L'uomo venne ucciso a coltellate lo scorso 25 aprile nel garage sotterraneo di un palazzo all'angolo tra via del Circuito e via Pian delle Mele a Pescara

Sono terminate, con la firma dell'avviso di conclusione, le indagini relative all'omicidio di Salvatore Russo.
L'uomo venne ucciso a coltellate lo scorso 25 aprile nel garage sotterraneo di un palazzo all'angolo tra via del Circuito e via Pian delle Mele a Pescara.

A commettere l'omicidio, reato per il quale è accusato, fu il reo confesso Roberto Mucciante.

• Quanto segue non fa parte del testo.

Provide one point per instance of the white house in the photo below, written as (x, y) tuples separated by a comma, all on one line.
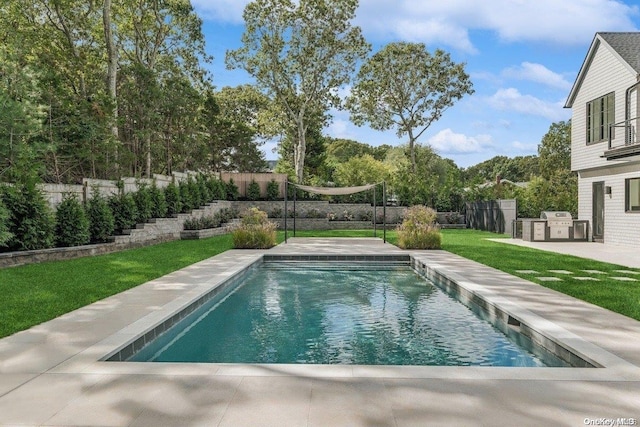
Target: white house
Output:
[(605, 147)]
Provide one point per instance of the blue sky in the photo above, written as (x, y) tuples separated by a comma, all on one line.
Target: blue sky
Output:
[(522, 56)]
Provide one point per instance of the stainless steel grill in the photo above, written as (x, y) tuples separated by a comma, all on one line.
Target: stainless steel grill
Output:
[(559, 223)]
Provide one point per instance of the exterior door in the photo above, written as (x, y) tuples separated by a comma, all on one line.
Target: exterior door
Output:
[(598, 211)]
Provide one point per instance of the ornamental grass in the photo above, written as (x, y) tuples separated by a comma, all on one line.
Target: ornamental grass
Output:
[(255, 231), (419, 229)]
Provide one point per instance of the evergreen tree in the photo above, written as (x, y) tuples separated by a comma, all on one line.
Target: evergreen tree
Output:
[(72, 223)]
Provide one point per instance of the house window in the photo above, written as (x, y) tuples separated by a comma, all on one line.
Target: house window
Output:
[(632, 195), (600, 116)]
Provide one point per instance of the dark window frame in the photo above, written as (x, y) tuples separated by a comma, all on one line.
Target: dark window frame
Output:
[(627, 193), (600, 116)]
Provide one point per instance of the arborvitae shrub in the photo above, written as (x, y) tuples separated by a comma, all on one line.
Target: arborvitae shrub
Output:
[(253, 190), (101, 221), (159, 203), (5, 234), (188, 195), (196, 194), (144, 203), (273, 190), (203, 189), (232, 190), (31, 221), (72, 223), (217, 189), (124, 211), (172, 197), (221, 193)]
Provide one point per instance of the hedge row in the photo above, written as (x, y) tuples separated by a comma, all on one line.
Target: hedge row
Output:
[(27, 222)]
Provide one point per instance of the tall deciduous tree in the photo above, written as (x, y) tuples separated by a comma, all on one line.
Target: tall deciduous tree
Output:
[(554, 150), (405, 87), (301, 53)]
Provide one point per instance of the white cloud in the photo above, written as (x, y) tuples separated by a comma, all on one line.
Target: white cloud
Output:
[(448, 23), (512, 100), (221, 10), (446, 142), (538, 73), (522, 146), (339, 128)]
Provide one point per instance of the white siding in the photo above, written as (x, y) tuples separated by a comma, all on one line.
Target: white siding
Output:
[(620, 227), (605, 74)]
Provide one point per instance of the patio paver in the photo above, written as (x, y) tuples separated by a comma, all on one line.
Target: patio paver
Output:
[(51, 376)]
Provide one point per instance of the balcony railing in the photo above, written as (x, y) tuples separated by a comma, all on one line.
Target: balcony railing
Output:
[(627, 143)]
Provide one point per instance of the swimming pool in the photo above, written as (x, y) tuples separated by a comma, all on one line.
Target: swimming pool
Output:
[(316, 312)]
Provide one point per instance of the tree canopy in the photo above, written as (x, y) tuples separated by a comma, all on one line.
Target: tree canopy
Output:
[(301, 53), (404, 86)]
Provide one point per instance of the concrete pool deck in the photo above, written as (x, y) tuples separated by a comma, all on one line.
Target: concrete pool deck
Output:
[(51, 374)]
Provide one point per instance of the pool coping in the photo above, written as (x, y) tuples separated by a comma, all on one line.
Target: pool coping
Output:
[(542, 331), (51, 374)]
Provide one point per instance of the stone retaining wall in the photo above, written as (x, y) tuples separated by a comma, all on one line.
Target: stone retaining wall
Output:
[(158, 230)]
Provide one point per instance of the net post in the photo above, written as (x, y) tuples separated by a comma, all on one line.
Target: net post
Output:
[(375, 231), (286, 191), (384, 211)]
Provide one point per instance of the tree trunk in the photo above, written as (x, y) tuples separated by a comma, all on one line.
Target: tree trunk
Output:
[(300, 151), (112, 73), (412, 149)]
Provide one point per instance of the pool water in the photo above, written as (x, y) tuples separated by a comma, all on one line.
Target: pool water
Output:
[(323, 313)]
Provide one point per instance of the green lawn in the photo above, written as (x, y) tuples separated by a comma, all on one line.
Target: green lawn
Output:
[(36, 293), (619, 296)]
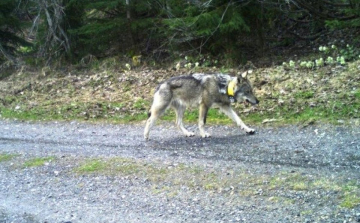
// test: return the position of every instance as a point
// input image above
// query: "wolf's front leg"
(203, 109)
(231, 114)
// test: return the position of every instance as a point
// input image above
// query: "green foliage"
(6, 157)
(329, 55)
(39, 161)
(10, 28)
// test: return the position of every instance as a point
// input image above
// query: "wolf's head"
(240, 88)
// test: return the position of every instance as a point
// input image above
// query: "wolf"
(203, 90)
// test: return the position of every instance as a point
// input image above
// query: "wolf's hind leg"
(203, 109)
(179, 111)
(231, 114)
(157, 109)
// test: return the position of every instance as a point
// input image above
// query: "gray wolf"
(205, 91)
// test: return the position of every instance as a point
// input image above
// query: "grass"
(4, 157)
(39, 161)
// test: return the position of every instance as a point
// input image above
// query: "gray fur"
(203, 90)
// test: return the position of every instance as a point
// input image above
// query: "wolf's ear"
(244, 75)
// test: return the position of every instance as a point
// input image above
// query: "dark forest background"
(60, 32)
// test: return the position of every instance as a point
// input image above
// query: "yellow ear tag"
(231, 87)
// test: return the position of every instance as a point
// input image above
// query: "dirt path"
(285, 174)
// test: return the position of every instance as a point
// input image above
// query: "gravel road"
(280, 174)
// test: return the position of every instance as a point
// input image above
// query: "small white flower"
(330, 60)
(291, 63)
(303, 64)
(310, 64)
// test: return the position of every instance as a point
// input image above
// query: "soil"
(279, 174)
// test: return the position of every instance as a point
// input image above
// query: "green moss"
(40, 161)
(6, 157)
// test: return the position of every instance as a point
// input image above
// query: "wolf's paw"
(250, 131)
(189, 134)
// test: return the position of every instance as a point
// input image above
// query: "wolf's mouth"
(250, 102)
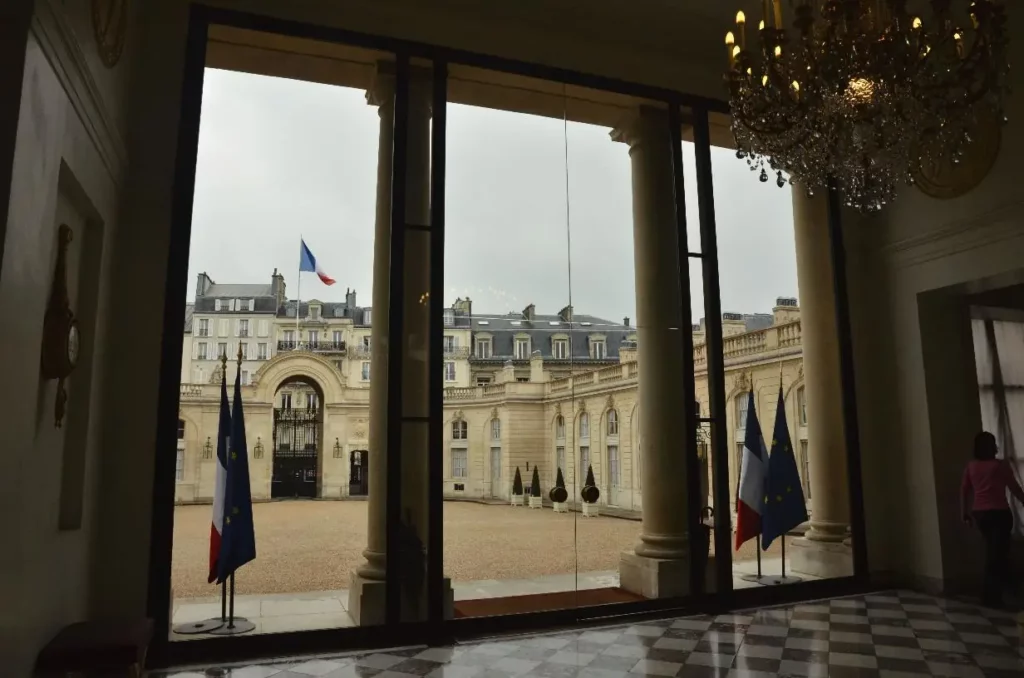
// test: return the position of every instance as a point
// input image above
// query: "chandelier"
(863, 91)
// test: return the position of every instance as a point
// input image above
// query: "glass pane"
(279, 156)
(509, 534)
(626, 294)
(764, 326)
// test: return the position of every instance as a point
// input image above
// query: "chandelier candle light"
(864, 92)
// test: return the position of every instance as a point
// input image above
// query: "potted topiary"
(590, 494)
(535, 491)
(559, 495)
(517, 489)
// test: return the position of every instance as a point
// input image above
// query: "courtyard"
(308, 546)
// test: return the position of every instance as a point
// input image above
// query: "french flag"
(307, 262)
(752, 478)
(220, 482)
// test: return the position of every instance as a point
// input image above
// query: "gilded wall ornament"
(943, 178)
(110, 27)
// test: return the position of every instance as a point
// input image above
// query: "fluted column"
(821, 552)
(367, 590)
(658, 565)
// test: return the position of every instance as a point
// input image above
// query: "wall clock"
(943, 179)
(110, 24)
(61, 343)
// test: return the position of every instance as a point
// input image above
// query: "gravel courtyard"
(313, 546)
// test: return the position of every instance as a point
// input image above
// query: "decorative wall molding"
(980, 230)
(56, 38)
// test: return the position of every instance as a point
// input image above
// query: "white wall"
(904, 391)
(66, 169)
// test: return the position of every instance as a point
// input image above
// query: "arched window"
(742, 400)
(460, 431)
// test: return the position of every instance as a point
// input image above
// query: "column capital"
(640, 124)
(381, 90)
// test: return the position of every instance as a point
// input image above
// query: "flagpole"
(298, 295)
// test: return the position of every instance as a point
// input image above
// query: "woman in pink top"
(983, 498)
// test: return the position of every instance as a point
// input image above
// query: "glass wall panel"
(510, 436)
(781, 376)
(282, 289)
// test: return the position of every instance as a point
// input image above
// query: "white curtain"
(998, 350)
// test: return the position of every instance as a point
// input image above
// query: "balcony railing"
(190, 390)
(359, 352)
(312, 346)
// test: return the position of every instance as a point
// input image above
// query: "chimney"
(537, 373)
(733, 324)
(464, 306)
(786, 310)
(203, 285)
(278, 289)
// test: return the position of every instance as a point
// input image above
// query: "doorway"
(358, 473)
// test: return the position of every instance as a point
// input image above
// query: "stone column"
(821, 552)
(367, 599)
(658, 565)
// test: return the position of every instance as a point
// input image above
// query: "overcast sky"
(279, 158)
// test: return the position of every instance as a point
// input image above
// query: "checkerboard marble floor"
(896, 634)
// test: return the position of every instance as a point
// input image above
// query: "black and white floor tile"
(893, 635)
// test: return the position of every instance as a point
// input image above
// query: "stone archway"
(298, 438)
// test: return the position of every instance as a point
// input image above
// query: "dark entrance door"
(296, 443)
(358, 473)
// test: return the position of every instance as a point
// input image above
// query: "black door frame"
(435, 629)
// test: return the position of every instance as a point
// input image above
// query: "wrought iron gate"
(358, 473)
(296, 447)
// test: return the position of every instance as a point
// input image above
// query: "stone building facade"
(521, 390)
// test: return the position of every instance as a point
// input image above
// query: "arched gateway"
(301, 386)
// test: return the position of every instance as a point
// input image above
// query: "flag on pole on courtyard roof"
(238, 545)
(784, 504)
(220, 482)
(751, 497)
(307, 262)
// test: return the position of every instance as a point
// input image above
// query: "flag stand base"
(233, 628)
(775, 580)
(193, 628)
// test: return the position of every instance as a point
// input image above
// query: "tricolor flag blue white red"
(238, 545)
(784, 506)
(220, 482)
(752, 478)
(307, 262)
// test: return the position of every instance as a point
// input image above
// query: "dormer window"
(522, 348)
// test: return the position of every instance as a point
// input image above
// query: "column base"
(367, 600)
(653, 578)
(821, 559)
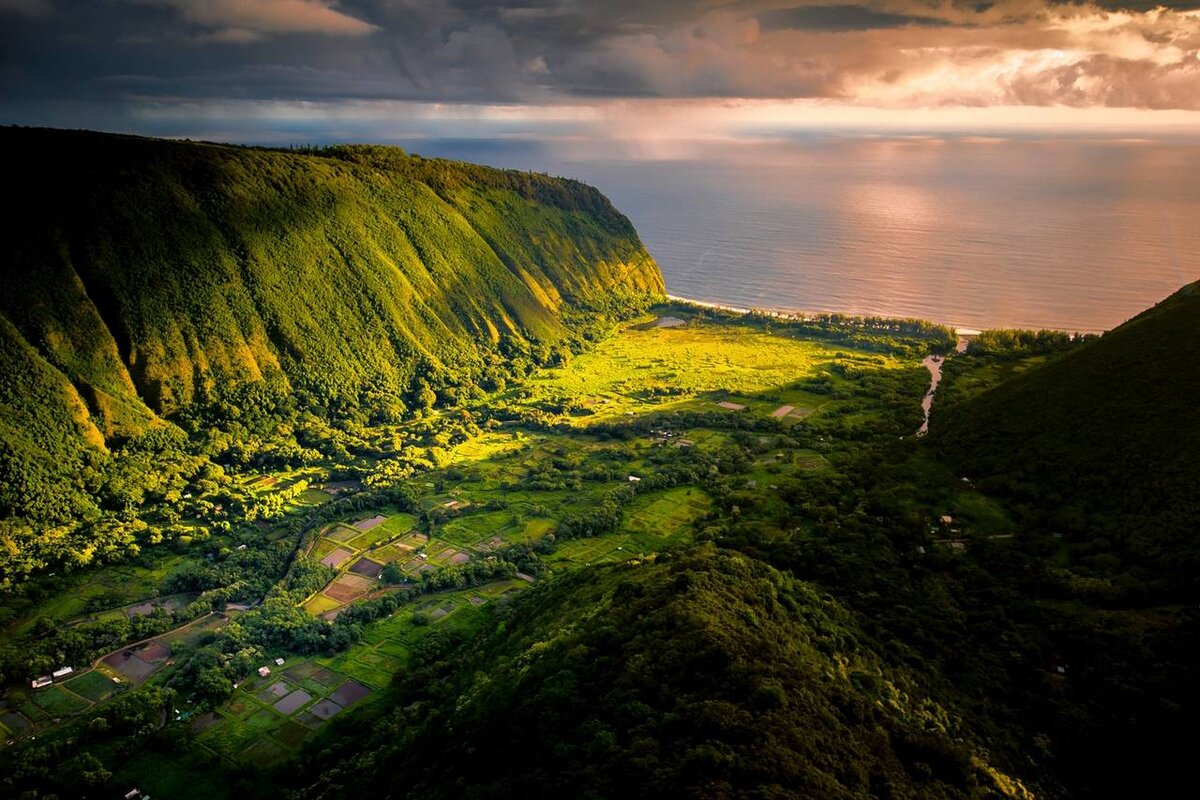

A Mucciante, il Pm (pubblico ministero) della Procura di Pescara contesta, oltre ai futili motivi, anche l'aggravante della crudeltà. Mucciante, 51 anni, all'epoca dei fatti «era affetto da una patologia psichiatrica», spiega Massimo Di Giannantonio, il perito nominato dal giudice, alcune settimane fa in sede di incidente probatorio, «che ne ha compromesso grandemente la capacità di autodeterminarsi».

Una circostanza che potrebbe indurre il giudice, in caso di rinvio a giudizio, a dichiarare la non punibilità dell'imputato.